Migration Out of Appalachia
Adrienne Range
Many people who experienced it can tell about the impact that the migration out of Appalachia had on people in the 1950’s. One person that has told his story about the migration is Gary Hicks, who is currently a pump foreman for the City of Elizabethton. Born in 1939, Gary is now 60 years old. He graduated high school and entered the real world in the1950’s. At that time finding a job wasn’t very easy for anyone in Southern Appalachia. In a tape-recorded personal interview, he told of his migration experience and a search for a job. Lack of work forced many people in Elizabethton in the fifties to search for jobs in the more industrialized North; however, they found Detroit disappointing.
Gary told of when he experienced the lack of work directly. He said, "Back when I got out of high school in the fifties just about everybody was leaving here and going to different places to find work." He also told how this made him feel:
Well, it felt like I was gonna have to hit the road cause I was gonna have to find work. I worked at a service station during the time I was going to school and to make any money you needed to have work at the plants down here, which is North American Rayon or Bemberg. If you didn’t have a job there, why you didn’t have a very good job.
With little to no work available, people were looking for jobs elsewhere and many were looking in the big cities.
One reason for the migration was the economic problem many people in Appalachia were facing (Brown 70). It seemed many of them had no choice but to leave their poverty stricken lives in search of a better economic way of life (Brown 61). Industrialized towns became very appealing to them (Brown 61). Opportunities were much greater in the larger cities (Brown 61). They knew that industry meant jobs and money, and Appalachia wanted to be a part of it (Brown 73).
These things influenced Gary to move to Detroit where he came to realize that a great difference in wages was occurring between Elizabethton and Detroit. Gary said:
Started out - I don’t remember what I started out but I was making $2.10 there at that time, and that was good wages for back then cause I didn’t start making that again until after I left up there and come back here. I was here seven years before I got a job at the plant and started making that much money. That’s the difference in the wages up north and down south, and that’s another reason everybody’s moving up north.
Appalachia was far behind the north economically. This was common knowledge and seemed like just another good reason to move.
These reasons were causing many different people to leave the area. Brown argues that most of them were young adults or teenagers, between the ages of 18 and 34 (67). The number of males moving was much larger than the females that left the region (Brown 67). Also within the male population of migrants, the single males were more
prominent in leaving than those that were married (Brown 68-69). These statistics, however, were different from what Gary felt was true. He said, "It was men, women, families. I have aunts, uncles, cousins that left here back in the early fifties and the biggest part of them are still there." Gary’s family wasn’t the only one moving, and in June of 1957, he joined them. He tells of how he quickly moved when given the opportunity. He said, "My cousin had stopped in here right after I graduated from high school and come in for vacation and was going back and asked me if I wanted to go and I said why not." He moved, but not for very long. Detroit wasn’t all he had hoped it would be.

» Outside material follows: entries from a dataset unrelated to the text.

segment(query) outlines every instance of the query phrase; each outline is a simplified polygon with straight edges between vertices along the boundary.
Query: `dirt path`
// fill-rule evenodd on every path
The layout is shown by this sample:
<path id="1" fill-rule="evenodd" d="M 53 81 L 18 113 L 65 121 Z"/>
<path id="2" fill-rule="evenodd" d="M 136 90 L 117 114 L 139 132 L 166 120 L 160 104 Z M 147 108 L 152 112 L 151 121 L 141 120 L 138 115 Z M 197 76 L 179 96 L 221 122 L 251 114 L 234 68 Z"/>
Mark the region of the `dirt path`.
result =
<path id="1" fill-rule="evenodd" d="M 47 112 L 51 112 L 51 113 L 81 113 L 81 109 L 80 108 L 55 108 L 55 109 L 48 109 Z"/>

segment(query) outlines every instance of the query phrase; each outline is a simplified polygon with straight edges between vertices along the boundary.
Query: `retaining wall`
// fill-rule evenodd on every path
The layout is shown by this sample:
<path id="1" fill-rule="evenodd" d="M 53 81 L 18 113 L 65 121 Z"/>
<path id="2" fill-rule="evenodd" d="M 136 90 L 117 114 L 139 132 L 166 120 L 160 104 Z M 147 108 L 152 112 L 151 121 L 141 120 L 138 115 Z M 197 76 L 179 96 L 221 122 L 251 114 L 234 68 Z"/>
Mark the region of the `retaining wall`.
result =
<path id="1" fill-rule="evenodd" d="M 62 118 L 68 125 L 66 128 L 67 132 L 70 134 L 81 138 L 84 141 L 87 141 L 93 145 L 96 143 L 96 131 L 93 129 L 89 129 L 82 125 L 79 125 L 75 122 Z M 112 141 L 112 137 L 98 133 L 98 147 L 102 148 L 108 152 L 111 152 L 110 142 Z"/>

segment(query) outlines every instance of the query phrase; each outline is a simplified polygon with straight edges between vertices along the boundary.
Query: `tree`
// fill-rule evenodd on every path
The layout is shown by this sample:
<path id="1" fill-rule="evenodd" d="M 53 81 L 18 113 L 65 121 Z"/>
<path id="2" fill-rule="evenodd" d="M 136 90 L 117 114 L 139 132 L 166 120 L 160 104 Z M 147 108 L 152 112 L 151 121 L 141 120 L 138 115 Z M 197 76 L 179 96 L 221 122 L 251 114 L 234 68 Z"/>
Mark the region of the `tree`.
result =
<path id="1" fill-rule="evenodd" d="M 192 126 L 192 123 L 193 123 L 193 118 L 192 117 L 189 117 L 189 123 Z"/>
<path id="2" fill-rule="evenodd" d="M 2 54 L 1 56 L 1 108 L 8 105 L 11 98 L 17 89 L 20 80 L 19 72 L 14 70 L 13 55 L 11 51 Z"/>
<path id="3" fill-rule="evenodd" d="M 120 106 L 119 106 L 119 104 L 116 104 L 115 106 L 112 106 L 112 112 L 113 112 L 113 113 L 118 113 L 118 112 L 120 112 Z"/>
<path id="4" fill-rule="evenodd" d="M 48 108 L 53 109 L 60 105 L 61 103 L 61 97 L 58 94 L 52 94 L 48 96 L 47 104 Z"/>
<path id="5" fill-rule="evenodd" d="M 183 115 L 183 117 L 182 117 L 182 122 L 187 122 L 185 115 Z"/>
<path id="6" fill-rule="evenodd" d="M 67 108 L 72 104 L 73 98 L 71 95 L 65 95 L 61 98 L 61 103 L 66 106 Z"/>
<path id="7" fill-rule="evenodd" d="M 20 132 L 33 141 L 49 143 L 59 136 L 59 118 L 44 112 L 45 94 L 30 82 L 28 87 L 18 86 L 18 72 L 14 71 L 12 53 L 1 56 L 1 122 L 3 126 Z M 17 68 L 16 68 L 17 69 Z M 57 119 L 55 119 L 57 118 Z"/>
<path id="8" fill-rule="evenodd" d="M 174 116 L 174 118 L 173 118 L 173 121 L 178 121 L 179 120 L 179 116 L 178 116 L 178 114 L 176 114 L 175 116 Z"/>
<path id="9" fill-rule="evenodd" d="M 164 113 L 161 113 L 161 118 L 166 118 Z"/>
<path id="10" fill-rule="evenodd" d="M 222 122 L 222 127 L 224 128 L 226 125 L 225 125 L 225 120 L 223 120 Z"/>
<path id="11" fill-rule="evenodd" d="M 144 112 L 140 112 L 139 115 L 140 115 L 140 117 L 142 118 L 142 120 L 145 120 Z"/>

Gary said that Detroit was very different from what he was used to. The lifestyle, traffic, and everything about Detroit were new to him. The community where he lived was very mixed. There were different nationalities and languages all around. While in Detroit, Gary worked in Kroger’s Bakery. He discussed what they talked about on an average day. He said, "Well most of them that I worked with was Southerners and worked in the bakery. They were from Kentucky, North Carolina, and some from Bluff City and all there was to talk about was getting enough money to come home." Gary did get to return home after that summer, when he was laid off from his job.
This type of situation would help explain why many people came back to Appalachia. Ties began between certain cities and regions due to the migration (Brown 66). If a lay off occurred in the origin region, the people would migrate out of Appalachia (Brown 66). The opposite would also occur at times and would send people back to the Appalachian region (Brown 66).
The Great Migration of Appalachia didn’t involve merely a few people but the entire Appalachian Region. Few jobs in Elizabethton caused one Appalachian to discover a whole other world. Gary faced realities he had never experienced and happily returned to his home in the end. Appalachia and the people involved have been forever changed by this huge migration that not only prospered cities, but allowed people to prosper as well.
Works Cited
Brown, James S. and George A Hillery, Jr. The Southern Appalachian Region.
Lexington: The University of Kentucky Press, 1962.
Hicks, Gary. Personal interview. 28 November 1999.